I have a data frame as below:
df = pl.DataFrame({'last_name':[None,'mallesh','bhavik'],
'first_name':['a','b','c'],
'middle_name_or_initial':['aa','bb','cc']})
shape: (3, 3)
┌───────────┬────────────┬────────────────────────┐
│ last_name ┆ first_name ┆ middle_name_or_initial │
│ --- ┆ --- ┆ --- │
│ str ┆ str ┆ str │
╞═══════════╪════════════╪════════════════════════╡
│ null ┆ a ┆ aa │
│ mallesh ┆ b ┆ bb │
│ bhavik ┆ c ┆ cc │
└───────────┴────────────┴────────────────────────┘
Here I would like to find an observation which has First and Middle Name not NULL and Last Name is Null.
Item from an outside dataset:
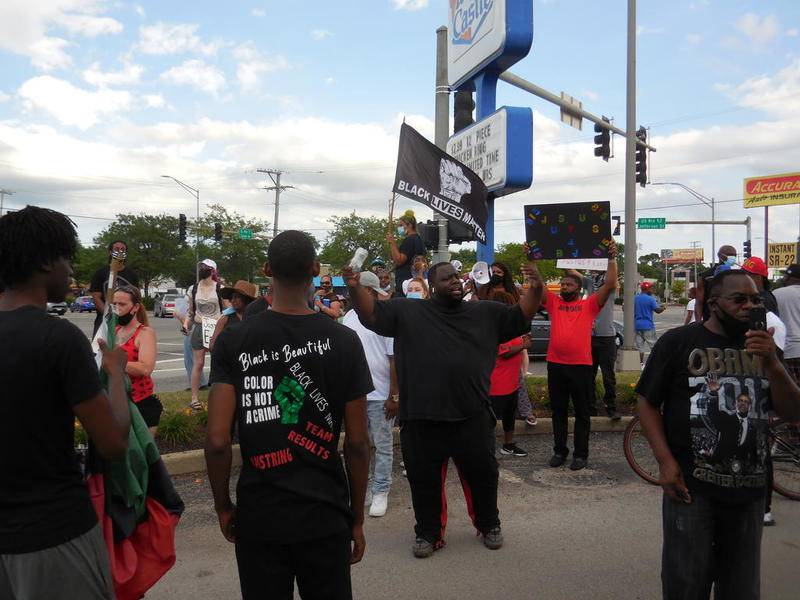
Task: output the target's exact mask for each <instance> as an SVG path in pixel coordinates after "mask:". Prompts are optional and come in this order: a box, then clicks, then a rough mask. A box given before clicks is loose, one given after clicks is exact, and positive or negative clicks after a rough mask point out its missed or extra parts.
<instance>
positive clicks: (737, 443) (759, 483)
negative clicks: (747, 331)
mask: <svg viewBox="0 0 800 600" xmlns="http://www.w3.org/2000/svg"><path fill="white" fill-rule="evenodd" d="M688 361H689V364H688V370H689V389H690V391H693V392H694V393H693V394H692V396H691V397H690V399H689V401H690V418H689V428H690V433H691V440H692V451H693V454H694V470H693V472H692V475H693V476H694V477H695V479H698V480H700V481H706V482H708V483H712V484H714V485H718V486H720V487H727V488H758V487H763V486H764V485H765V483H766V471H765V461H766V457H767V452H768V442H767V426H768V411H769V409H770V391H769V381H768V380H767V379H766V378H765V377H764V372H763V367H762V366H761V362H760V359H759V358H758V357H753V356H750V355H749V354H747V353H746V352H745V351H744V350H743V349H735V348H723V349H720V348H695V349H694V350H693V351H692V352H691V353H690V354H689V359H688Z"/></svg>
In this case last_name should take the value from first_name, first_name should take the value from middle_name, and middle_name should be NULL.
expected output will be:
shape: (3, 3)
┌───────────┬────────────┬────────────────────────┐
│ last_name ┆ first_name ┆ middle_name_or_initial │
│ --- ┆ --- ┆ --- │
│ str ┆ str ┆ str │
╞═══════════╪════════════╪════════════════════════╡
│ a ┆ aa ┆ null │
│ mallesh ┆ b ┆ bb │
│ bhavik ┆ c ┆ cc │
└───────────┴────────────┴────────────────────────┘
I'm trying with this command:
df.with_columns(
pl.when((pl.col('first_name').is_not_null()) & (pl.col('middle_name_or_initial').is_not_null()) & (pl.col('last_name').is_null()))
.then(pl.col('first_name').alias('last_name')).otherwise(pl.col('last_name').alias('first_name')),
pl.when((pl.col('first_name').is_not_null()) & (pl.col('middle_name_or_initial').is_not_null()) & (pl.col('last_name').is_null()))
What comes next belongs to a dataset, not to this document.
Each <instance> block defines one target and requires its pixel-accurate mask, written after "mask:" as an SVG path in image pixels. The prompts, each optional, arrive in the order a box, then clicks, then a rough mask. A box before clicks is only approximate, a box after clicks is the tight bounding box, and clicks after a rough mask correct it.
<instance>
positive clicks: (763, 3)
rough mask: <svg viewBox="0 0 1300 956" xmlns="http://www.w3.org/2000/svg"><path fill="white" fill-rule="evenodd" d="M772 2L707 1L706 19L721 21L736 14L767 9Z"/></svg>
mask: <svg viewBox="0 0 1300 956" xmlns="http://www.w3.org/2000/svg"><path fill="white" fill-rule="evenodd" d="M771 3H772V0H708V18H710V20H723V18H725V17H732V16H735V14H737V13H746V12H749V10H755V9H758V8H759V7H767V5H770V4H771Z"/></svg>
.then(pl.col('middle_name_or_initial').alias('first_name')).alias('middle_name_or_initial')
)
But it is not producing the expected output.
You can actually change the values of multiple columns within a single when/then/otherwise
statement.
name_cols = "last_name", "first_name", "middle_name_or_initial",
(
df.with_columns(
pl.when(
pl.col("first_name").is_not_null(),
pl.col("middle_name_or_initial").is_not_null(),
pl.col("last_name").is_null()
)
.then(pl.struct(
last_name = "first_name",
first_name = "middle_name_or_initial",
middle_name_or_initial = None
))
.otherwise(pl.struct(name_cols))
.struct.unnest()
)
)
shape: (3, 3)
┌───────────┬────────────┬────────────────────────┐
│ last_name ┆ first_name ┆ middle_name_or_initial │
│ --- ┆ --- ┆ --- │
│ str ┆ str ┆ str │
╞═══════════╪════════════╪════════════════════════╡
│ a ┆ aa ┆ null │
│ mallesh ┆ b ┆ bb │
│ bhavik ┆ c ┆ cc │
└───────────┴────────────┴────────────────────────┘
To change the values of multiple columns within a single when/then/otherwise statement, we can use Structs.
We use pl.struct()
to create multiple fields (something as multiple sub-columns) within a single column.
df.select(
then=pl.struct(
last_name = pl.col("first_name"),
first_name = pl.col("middle_name_or_initial"),
middle_name_or_initial = pl.lit(None),
),
otherwise = pl.struct(name_cols),
)
shape: (3, 2)
┌─────────────────┬──────────────────────┐
│ then ┆ otherwise │
│ --- ┆ --- │
│ struct[3] ┆ struct[3] │
╞═════════════════╪══════════════════════╡
│ {"a","aa",null} ┆ {null,"a","aa"} │
│ {"b","bb",null} ┆ {"mallesh","b","bb"} │
│ {"c","cc",null} ┆ {"bhavik","c","cc"} │
└─────────────────┴──────────────────────┘
.struct.unnest()
turns each field of the Struct into its own column and thereby replaces existing columns with the fields of the Struct if existing columns and fields of the Struct have the same name.